These are the key concepts you need to understand to accurately answer the question.

Geometric Probability Distribution
Understanding the geometric probability distribution is crucial when dealing with the likelihood of a specific event occurring for the first time. In the exercise provided, the event in question is drawing the red chip from a bowl containing 10 uniformly sized and shaped chips.

Geometric probability distribution is a model applicable for scenarios with a sequence of trials, where each trial has only two possible outcomes, often termed as 'success' and 'failure'. In this context, success is drawing the red chip, and failure is drawing any other chip. The trials are independent; the outcome of one trial does not influence another. Moreover, the probability of success remains constant with each trial.
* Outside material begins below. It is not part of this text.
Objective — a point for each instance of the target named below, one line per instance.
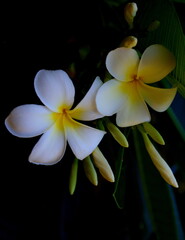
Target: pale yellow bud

For example, the probability mass function (pmf) for our exercise's geometric distribution is expressed as:\[\begin{equation} P(X=i) = \frac{1}{10}, \ foreachdrawdenoted\ by \ i,whereeach i representsthetrialnumberfrom 1to10.\end{equation}\]The pmf tells us that no matter which draw we are considering, the chance of drawing the red chip on that particular draw remains at 10%. This description of the pmf aligns with the characteristics of a geometric distribution.
Cumulative Probability
Cumulative probability is a measure that captures the probability of a discrete random variable taking on a value less than or equal to a specific value. It's the sum of probabilities of the outcomes up to that value. It helps in understanding the likelihood of an event happening by a particular point in a process.

In the provided solution, to compute the cumulative probability of drawing the red chip in the first four trials, you sum the individual probabilities for each of the trials from one through four, as each trial is an independent event. This process is shown by:\[\begin{equation} P(X \leq 4) = P(X=1) + P(X=2) + P(X=3) + P(X=4), \end{equation}\]and hence it simplifies to:\[\begin{equation} P(X \leq 4) = \frac{1}{10} + \frac{1}{10} + \frac{1}{10} + \frac{1}{10} = \frac{4}{10}. \end{equation}\]This result indicates that there is a 40% chance of drawing the red chip within the first four trials.
Discrete Random Variable
A discrete random variable is a type of variable that takes on a countable number of distinct outcomes. It is an essential concept in the realm of probability and statistics. These variables can often be enumerated and typically arise from scenarios such as flips of a coin, rolls of a dice, or, as in our exercise, drawing chips from a bowl.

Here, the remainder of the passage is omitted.